Minister rejects risk of €100m bill from back-claims over welfare cuts
SOCIAL Protection Minister Regina Doherty has rejected claims that her department allows private sub-contractors to effectively decide welfare cuts for people seen to have failed to engage in back-towork efforts.
Fianna Fáil’s Willie O’Dea said that up to 55,000 people have had their welfare reduced or disallowed over the past eight years on the recommendations of two British-based companies acting for the Social Protection Department. The companies, Seetac and Turas Nua, are engaged in training and other measures aimed at encouraging people to move off welfare.

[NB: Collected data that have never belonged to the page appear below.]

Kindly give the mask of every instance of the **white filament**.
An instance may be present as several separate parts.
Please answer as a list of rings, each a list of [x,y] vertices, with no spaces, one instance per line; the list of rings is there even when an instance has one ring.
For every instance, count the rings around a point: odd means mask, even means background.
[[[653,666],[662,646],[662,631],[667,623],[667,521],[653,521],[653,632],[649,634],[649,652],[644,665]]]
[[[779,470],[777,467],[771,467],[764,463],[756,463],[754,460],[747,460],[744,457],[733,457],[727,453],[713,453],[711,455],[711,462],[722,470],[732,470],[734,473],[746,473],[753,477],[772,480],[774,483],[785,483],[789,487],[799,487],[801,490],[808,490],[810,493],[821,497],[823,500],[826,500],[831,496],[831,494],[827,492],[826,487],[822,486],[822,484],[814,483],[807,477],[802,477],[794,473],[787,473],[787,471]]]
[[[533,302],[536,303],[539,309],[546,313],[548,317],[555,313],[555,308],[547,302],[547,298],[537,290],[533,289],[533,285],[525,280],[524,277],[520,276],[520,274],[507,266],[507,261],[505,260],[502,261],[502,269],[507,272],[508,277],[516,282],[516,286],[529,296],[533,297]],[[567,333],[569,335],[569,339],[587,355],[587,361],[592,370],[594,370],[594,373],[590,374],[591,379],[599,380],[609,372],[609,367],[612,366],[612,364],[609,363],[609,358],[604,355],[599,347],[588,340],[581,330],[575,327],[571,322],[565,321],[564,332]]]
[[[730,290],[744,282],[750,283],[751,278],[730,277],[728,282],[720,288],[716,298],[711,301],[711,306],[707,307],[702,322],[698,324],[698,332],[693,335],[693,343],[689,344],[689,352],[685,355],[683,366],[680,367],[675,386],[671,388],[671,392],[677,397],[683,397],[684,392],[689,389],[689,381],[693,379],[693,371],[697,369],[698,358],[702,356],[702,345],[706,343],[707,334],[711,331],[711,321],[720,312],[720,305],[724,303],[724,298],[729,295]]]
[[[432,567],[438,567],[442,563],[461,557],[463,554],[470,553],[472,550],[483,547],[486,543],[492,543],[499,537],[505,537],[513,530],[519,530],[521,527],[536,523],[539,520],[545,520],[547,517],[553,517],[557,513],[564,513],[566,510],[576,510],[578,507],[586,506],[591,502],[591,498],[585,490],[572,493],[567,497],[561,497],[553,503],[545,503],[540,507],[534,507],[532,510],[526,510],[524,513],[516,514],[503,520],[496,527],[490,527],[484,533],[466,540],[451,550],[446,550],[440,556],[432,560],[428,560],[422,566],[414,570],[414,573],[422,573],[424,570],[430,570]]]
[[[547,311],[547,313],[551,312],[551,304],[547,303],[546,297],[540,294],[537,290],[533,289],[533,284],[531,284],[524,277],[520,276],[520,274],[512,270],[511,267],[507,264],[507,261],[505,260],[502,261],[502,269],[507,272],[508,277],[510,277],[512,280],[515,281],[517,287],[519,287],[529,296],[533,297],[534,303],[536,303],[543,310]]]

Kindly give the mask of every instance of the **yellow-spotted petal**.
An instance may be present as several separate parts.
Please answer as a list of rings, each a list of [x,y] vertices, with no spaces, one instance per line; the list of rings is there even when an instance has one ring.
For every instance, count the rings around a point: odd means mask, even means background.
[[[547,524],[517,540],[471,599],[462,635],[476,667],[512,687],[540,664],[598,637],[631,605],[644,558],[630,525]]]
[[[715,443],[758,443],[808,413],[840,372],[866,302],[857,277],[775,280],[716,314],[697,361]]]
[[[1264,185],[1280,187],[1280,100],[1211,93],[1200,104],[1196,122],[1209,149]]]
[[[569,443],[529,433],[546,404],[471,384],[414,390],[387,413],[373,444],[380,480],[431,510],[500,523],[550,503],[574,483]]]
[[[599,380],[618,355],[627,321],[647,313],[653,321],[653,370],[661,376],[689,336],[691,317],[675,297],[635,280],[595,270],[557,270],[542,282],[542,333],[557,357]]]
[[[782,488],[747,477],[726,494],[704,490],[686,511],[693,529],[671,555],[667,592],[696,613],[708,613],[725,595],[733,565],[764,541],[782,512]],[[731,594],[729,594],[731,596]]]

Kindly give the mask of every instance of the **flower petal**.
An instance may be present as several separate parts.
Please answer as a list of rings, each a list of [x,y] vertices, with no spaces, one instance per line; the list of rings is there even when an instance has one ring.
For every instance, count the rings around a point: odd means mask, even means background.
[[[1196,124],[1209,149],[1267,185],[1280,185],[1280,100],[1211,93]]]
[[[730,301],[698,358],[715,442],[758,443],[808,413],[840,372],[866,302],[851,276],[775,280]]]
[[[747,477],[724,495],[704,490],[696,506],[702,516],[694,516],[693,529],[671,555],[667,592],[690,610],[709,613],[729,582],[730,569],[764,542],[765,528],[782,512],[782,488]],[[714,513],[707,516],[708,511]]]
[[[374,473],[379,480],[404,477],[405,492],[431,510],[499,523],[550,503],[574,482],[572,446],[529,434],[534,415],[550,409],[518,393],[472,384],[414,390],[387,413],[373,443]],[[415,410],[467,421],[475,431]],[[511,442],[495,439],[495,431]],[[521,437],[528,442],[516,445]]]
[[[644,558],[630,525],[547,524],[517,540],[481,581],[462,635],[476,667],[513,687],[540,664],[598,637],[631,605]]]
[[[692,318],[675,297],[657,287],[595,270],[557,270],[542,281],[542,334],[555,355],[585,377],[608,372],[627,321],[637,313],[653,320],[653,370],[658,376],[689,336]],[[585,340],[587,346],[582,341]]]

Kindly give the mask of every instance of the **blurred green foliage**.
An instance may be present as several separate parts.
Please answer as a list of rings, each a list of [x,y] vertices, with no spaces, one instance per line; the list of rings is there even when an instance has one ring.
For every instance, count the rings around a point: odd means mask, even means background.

Mr O’Dea said the private companies were exceeding their powers and the department was accepting the firms’ recommendations of welfare cuts without question. He argued that a successful test case could have serious consequences for taxpayers – exposing them to back-claims totalling €100m.
The Fianna Fáil welfare spokesman said that between 2011 and 2018, 55,000 people had their welfare payments reduced or completely disallowed in these circumstances.
But a spokesman for the Ms Doherty rejected Mr O’Dea’s arguments out of hand.
“The deputy’s claims are untrue and without foundation,” Ms Doherty’s spokesman said, adding that when Mr O’Dea was a minister there was record unemployment
and economic free-fall, compared with effective full employment now.
“It is absolutely incorrect and disingenuous to suggest that the department rubber-stamps, or virtually automatically accepts recommendations from contracted activation providers such as JobPath contractors, to reduce a jobseeker’s payment,” the spokesman said.
He stressed that contractors, or others engaged in training and back-to-work schemes, had no role in cutting people’s welfare.
It was the job of department officials – called “deciding officers” – and anyone who had been penalised had the right to appeal.
Mr O’Dea said the numbers had risen progressively over the years with 359 penalisations in 2011 up to 11,200 in 2018.
“It is being decided in practice by private companies and not by the department,” Mr O’Dea insisted.